Additionally, a key distinction exists between tools that use fundamental methodologies to predict the impact of individual variants and aggregator tools, which rely on these foundational tools to perform large-scale variant annotations. For this purpose, Table 1 provides a summary of major computational approaches for predicting the impact of variants, while Table 2 summarizes the main aggregator tools and platforms and their genomic regions of application.

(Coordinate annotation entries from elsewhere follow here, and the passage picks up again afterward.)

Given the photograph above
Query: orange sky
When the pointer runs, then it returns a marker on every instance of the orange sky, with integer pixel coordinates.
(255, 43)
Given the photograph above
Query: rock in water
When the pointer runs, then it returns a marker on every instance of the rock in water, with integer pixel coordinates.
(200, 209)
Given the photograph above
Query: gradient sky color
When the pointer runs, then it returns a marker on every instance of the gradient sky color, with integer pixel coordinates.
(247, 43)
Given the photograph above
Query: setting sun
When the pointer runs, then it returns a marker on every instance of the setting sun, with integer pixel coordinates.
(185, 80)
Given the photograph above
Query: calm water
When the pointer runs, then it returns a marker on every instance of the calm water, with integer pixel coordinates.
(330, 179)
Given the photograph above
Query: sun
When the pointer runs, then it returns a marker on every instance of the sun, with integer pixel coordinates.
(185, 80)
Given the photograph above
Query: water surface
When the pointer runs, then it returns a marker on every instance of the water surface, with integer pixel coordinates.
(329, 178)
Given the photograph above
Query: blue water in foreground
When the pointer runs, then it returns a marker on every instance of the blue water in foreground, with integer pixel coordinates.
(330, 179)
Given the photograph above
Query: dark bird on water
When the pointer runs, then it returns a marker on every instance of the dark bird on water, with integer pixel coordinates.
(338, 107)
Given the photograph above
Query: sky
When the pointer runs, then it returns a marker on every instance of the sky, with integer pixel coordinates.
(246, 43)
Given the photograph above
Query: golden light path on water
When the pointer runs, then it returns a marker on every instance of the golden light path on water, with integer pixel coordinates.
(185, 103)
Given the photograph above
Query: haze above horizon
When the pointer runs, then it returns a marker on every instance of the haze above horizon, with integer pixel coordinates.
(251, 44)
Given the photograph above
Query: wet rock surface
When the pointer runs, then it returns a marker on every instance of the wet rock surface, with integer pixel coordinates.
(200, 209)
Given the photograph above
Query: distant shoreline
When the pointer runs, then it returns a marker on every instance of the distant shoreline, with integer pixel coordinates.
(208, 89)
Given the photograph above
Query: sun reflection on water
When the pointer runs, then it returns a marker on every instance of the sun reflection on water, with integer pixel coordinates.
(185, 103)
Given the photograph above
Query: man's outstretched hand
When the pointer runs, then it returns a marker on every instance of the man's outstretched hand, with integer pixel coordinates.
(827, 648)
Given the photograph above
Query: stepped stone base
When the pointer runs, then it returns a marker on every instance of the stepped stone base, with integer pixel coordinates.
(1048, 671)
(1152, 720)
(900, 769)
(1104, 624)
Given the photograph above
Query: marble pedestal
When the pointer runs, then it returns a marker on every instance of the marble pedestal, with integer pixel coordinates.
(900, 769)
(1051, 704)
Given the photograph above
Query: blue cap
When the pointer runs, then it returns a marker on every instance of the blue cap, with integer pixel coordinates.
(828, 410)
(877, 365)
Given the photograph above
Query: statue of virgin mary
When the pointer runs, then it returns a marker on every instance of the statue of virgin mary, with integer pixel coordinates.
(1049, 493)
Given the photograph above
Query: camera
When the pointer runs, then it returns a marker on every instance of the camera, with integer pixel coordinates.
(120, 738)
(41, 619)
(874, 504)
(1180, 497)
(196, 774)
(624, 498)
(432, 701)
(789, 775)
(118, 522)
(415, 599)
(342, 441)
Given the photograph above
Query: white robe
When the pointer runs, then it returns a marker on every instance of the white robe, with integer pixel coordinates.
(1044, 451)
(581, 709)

Polymorphism Phenotyping v2 (Polyphen-2) (Adzhubei et al., 2010) and Sorting Intolerant From Tolerant (SIFT) (Kumar et al., 2009) predict the impact of amino acid substitutions on structural features of the protein and assess whether protein-coding variants are likely to be damaging or deleterious. Meta-Support Vector Machine (MetaSVM) (Dong et al., 2015) is a computational tool designed to predict the deleteriousness of genetic variants, particularly those in coding regions. It employs Support Vector Machine models to prioritize potentially pathogenic variants, by integrating various functional annotation datasets, including sequence conservation scores, protein domain information, and physicochemical properties of amino acids. Rare Exome Variant Ensemble Learner (REVEL) (Ioannidis et al., 2016) is also focused on coding regions and integrates individual variant effect prediction tools such as SIFT and Polyphen-2, providing a consensus prediction.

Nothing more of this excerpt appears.